For those of you handy in French, you can read the article that I was referred to in the Tribune deGeneve here:

But I think this is important news to revisit (or for some to visit the fist time) because it underscores some pretty hardcore realities.  

1.  Traditional watch retail as we once knew it is gone.  And it shows no real signs of coming back.

2.  Very few people in the industry really seem to know exactly how to react.  And the export numbers are NOT the bright, shiny recovery that some would have you believe.  They represent the shipping manifests of doomed models that were over-produced and did not sell and will be washing up on the shores of Grey, Light Grey and Parallel market places for the foreseeable future.  In fairness, at least according to retail outlets who should know, there are a few bright spots.  So let's hope those bright spots multiply, collect and shine.  But the good old days are gone.  It is time to adapt, those who can't will join a long list of formerly successful brands, executives, distributors and retailers.

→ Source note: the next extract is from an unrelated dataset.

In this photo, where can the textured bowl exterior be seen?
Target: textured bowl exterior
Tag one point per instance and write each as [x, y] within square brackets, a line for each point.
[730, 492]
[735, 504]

3.  But a few folks seem to be catching on.  And I give very, very high marks to Mr. Grinberg because it is clear that he called an audible that not everyone was ready to react to.  And ultimately, as the steward of a brand, you are responsible to your brand and your shareholders.  Not your ego. This is a lesson that many of Mr. Griberg's less successful peers could benefit from.

Now it bears mentioning, BaselWorld was, is, and for the foreseeable future will be a barometer for just how good or bad things are in the industry.  When times are good?  You'll spend the money and participate.  When times are bad but you're afraid of losing face, and not being able to piss in the tall weeds with the other big dogs if you're not there?  Well, you'll convince the board that you have to be there, because you don't want to look like some loser wandering around the Ramada with with some samples in your briefcase ; )

The business IS changing.  And I think it is changing for the better.  Don't get me wrong, I love free dinners, wine, endless espresso and swag bags.  C'mon, who doesn't?  But it is clear that very few people in the industry have made the necessary adjustments to understand what the new reality is, and where their place in this brave new frontier will be.

With SIHH kicking off in the next 48 hours, many of my colleagues and other bloviators will be winging their way to Geneva and will wax lyrical at a collective cost of mere millions.  And in the end, I don't know if the event will be any more of a success than last year.  To quote that other great commentator on watches, Gordon Gekko:

"It's all about bucks kid, the rest is conversation."